I've been gone for a while, to say the least. The main reason for this was that I felt I'd outgrown the semioverachiever label. I was feeling like I was past whatever impulse drove me to start the blog. I'd also gone somewhat public, which was disconcerting (kind of gets in the way of rambling, emotional, boy-related posts). There was also the matter of the name itself.
Right now, I don't feel like a semioverachiever. I feel like an overachiever. I don't sleep enough, I'm busy, and I keep winning things and getting into colleges. I found that magic formula, got in everywhere I applied, and then got accepted to a gap year program every bit as prestigious. I keep winning at life, and I've started to feel like I'm actually powerful, like I could actually change the world, like I could actually make a difference right here right now.
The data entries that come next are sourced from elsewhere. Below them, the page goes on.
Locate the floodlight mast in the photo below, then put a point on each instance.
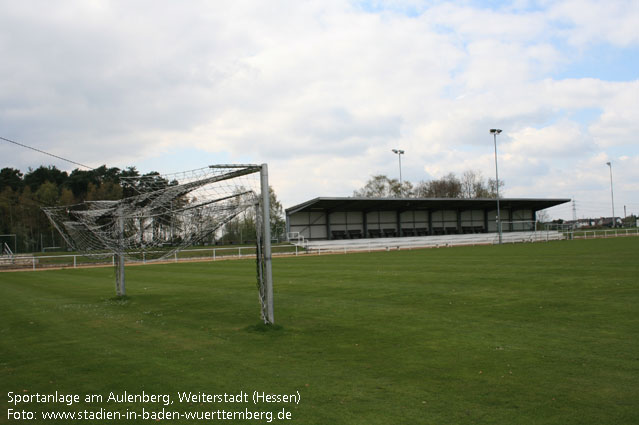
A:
(612, 196)
(495, 132)
(399, 153)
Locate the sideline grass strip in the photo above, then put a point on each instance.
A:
(531, 333)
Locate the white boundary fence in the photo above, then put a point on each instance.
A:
(92, 260)
(13, 262)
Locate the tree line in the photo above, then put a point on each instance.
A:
(471, 185)
(25, 228)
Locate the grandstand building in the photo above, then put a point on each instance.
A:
(357, 218)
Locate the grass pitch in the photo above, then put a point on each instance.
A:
(541, 333)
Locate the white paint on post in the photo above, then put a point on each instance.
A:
(268, 268)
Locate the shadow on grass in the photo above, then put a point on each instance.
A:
(264, 328)
(119, 299)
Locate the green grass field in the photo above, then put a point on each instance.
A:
(543, 333)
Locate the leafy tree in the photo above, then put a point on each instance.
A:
(10, 177)
(35, 178)
(380, 186)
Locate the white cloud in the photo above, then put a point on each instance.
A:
(322, 90)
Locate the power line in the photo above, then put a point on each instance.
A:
(46, 153)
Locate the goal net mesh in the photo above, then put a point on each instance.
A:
(163, 214)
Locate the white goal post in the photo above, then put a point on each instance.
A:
(166, 213)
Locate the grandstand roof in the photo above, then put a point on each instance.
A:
(394, 204)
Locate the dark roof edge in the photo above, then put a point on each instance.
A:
(303, 205)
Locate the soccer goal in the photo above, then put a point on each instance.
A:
(162, 214)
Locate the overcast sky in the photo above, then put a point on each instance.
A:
(323, 90)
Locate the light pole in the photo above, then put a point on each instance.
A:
(399, 153)
(612, 196)
(495, 132)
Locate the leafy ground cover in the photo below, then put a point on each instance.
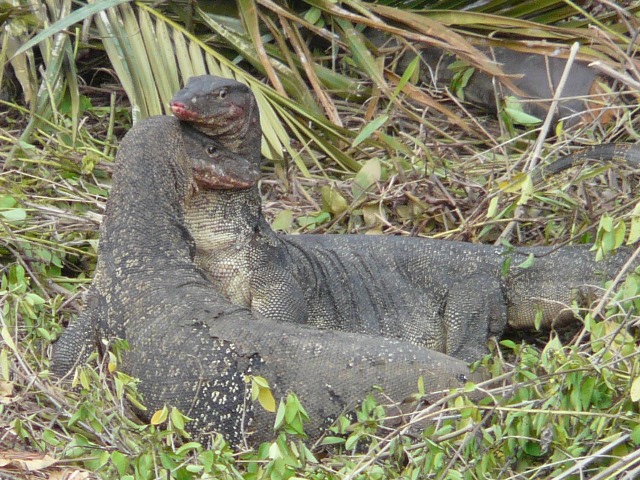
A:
(565, 405)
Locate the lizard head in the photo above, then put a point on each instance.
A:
(215, 103)
(214, 167)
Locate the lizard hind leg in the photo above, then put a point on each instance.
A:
(475, 310)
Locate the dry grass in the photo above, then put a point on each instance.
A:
(441, 186)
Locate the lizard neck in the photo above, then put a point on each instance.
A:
(223, 219)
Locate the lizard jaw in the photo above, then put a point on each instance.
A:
(181, 111)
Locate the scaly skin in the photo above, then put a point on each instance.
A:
(190, 347)
(447, 296)
(628, 153)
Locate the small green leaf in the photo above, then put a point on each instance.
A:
(369, 174)
(513, 109)
(635, 390)
(121, 462)
(492, 210)
(14, 214)
(279, 416)
(634, 231)
(332, 201)
(528, 263)
(160, 416)
(369, 129)
(282, 221)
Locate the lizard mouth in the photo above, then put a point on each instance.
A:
(182, 112)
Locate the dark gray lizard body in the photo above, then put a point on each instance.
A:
(626, 153)
(448, 296)
(189, 346)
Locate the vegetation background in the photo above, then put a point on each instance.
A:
(356, 139)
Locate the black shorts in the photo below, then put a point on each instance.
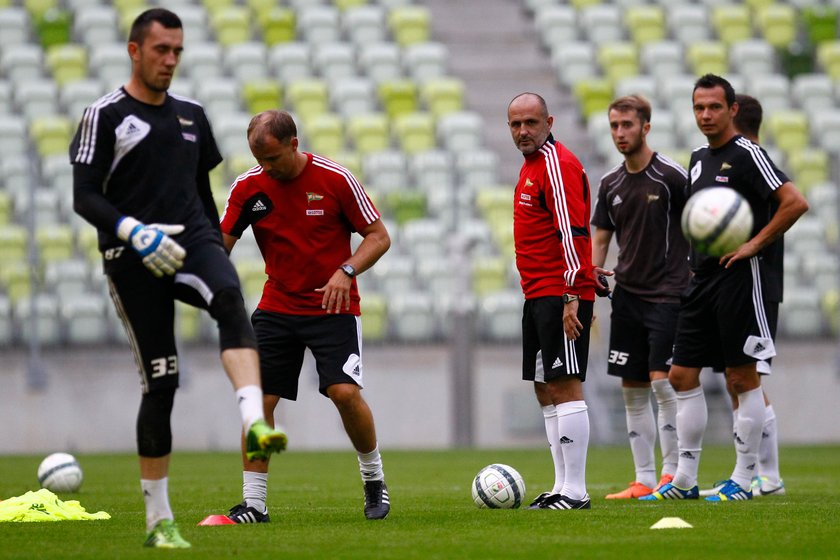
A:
(641, 336)
(146, 306)
(546, 352)
(723, 319)
(335, 342)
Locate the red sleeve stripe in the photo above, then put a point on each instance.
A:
(561, 209)
(365, 206)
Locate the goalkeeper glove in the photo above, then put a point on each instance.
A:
(161, 254)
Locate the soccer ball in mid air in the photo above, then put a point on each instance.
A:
(60, 472)
(498, 486)
(717, 221)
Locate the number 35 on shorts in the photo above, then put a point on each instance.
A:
(618, 358)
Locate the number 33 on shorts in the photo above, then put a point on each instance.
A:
(618, 358)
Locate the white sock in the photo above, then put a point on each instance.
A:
(666, 401)
(768, 450)
(573, 430)
(249, 398)
(748, 436)
(255, 489)
(692, 416)
(641, 431)
(156, 496)
(550, 417)
(370, 465)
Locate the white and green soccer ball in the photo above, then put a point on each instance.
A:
(717, 221)
(498, 486)
(60, 472)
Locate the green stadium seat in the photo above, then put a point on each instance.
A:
(778, 24)
(415, 132)
(262, 95)
(277, 25)
(369, 132)
(398, 97)
(409, 24)
(618, 60)
(820, 23)
(593, 95)
(645, 23)
(732, 22)
(324, 133)
(708, 57)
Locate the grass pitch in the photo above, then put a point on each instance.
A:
(315, 501)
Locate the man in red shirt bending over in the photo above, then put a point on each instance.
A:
(303, 208)
(554, 258)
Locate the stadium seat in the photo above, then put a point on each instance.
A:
(232, 25)
(21, 62)
(415, 132)
(618, 60)
(593, 95)
(48, 329)
(319, 24)
(51, 134)
(752, 57)
(460, 131)
(246, 61)
(574, 61)
(290, 61)
(645, 23)
(14, 26)
(409, 24)
(732, 22)
(369, 132)
(426, 61)
(556, 24)
(788, 130)
(380, 61)
(777, 23)
(202, 61)
(85, 320)
(443, 95)
(334, 61)
(688, 23)
(353, 95)
(262, 95)
(500, 315)
(95, 25)
(601, 23)
(708, 57)
(374, 308)
(54, 27)
(74, 97)
(324, 133)
(364, 24)
(307, 97)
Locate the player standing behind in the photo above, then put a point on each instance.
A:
(767, 481)
(142, 156)
(302, 209)
(723, 312)
(554, 258)
(641, 201)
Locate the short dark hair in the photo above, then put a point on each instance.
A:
(278, 124)
(749, 116)
(140, 27)
(634, 102)
(709, 81)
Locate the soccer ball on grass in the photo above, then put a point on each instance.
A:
(498, 486)
(60, 472)
(717, 221)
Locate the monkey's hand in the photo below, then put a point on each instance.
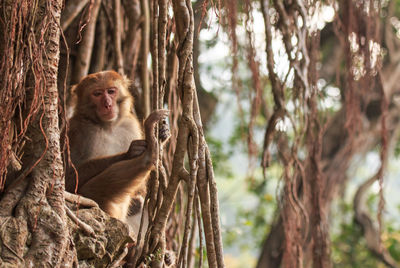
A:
(136, 148)
(163, 131)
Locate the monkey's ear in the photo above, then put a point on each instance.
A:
(126, 81)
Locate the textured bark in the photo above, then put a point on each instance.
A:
(36, 231)
(82, 61)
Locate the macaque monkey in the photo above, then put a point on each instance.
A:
(111, 154)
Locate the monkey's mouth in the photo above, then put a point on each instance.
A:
(107, 116)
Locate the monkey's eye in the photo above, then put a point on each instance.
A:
(97, 93)
(111, 91)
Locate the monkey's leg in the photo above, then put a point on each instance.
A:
(113, 188)
(79, 200)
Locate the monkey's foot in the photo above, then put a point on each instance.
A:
(79, 200)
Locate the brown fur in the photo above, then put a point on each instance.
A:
(112, 159)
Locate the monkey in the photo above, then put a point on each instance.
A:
(112, 153)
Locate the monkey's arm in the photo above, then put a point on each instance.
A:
(113, 188)
(93, 167)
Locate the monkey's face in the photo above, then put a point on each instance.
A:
(105, 101)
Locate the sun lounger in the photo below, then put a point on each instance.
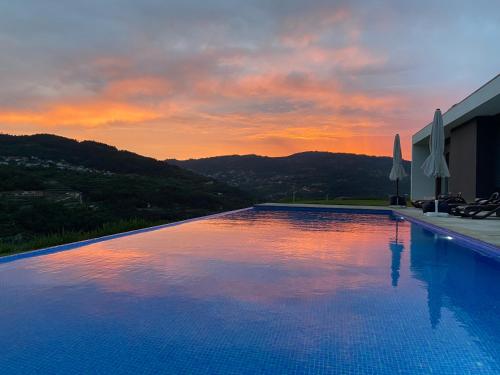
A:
(475, 208)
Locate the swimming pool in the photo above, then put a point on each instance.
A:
(255, 291)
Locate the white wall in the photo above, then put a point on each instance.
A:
(421, 185)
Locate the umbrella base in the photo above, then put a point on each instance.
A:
(437, 214)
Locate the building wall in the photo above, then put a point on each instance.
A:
(463, 160)
(488, 156)
(422, 187)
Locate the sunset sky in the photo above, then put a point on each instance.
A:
(197, 78)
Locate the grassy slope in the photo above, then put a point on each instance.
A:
(48, 240)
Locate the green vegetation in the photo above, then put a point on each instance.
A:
(347, 202)
(47, 240)
(55, 190)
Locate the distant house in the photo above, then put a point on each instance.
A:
(472, 131)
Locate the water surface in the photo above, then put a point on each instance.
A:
(277, 292)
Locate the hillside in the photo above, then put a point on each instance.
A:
(312, 175)
(51, 184)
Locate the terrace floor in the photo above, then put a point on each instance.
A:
(486, 230)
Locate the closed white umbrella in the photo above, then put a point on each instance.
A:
(435, 164)
(397, 172)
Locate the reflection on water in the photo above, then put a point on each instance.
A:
(397, 248)
(252, 292)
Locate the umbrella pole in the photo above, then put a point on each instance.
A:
(397, 191)
(437, 192)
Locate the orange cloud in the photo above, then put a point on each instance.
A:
(87, 114)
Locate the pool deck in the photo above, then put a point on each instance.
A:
(486, 231)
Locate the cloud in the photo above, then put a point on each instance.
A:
(219, 76)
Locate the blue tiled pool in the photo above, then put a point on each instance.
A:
(257, 291)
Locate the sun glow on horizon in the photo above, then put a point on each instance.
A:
(284, 78)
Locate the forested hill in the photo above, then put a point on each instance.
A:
(312, 175)
(53, 185)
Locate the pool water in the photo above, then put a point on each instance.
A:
(258, 291)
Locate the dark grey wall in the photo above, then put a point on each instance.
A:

I've lost sight of who I am. I don't mean that I'm supposed to be less of a beast, but I've been letting it get to my head. There are so, so many things I haven't learned yet. So, yes, I've managed to be the perfect applicant, and yes, I was told by a girl who is smart enough that people's jaws drop when they hear of her accomplishments that I "ooze brilliance," and people are impressed by my vision and insight and all that bullcrap--but I don't know how to right a rigorous proof, or maximize output from a wind farm, or build the designs that sit in my head. I don't know even basic statistics. There are huge, huge holes in my knowledge.
I need a college education to fill those holes. Sorry, Mr. Thiel, but I'm not ready. I'll take those two years after college, before grad school. They won't be with you, they won't have that safety net, but you know what? This won't be the only opportunity. I'm going to go to college with some of the smartest students in the world. I will come out of it feeling like an idiot--which is the point--but I will make opportunities.
I may not be ready to be a grownup, but I am ready to make this decision.
That was a digression, to say the least. I'd intended to discuss why I was coming back. The reason I'd stopped writing is that I felt I'd outgrown the label. But I haven't, not really. Yes, I'm 18, but I'm not an adult. Yes, I apparently win a lot of stuff, but there are a lot of things I don't win, and there's a lot that I have still to learn. I haven't become an overachiever just because I've been busy. I'm still just me, and I still care more about my friends than I do about being top of my class.
I can overachieve later. For now, I will return to attempting to be myself, whatever that entails.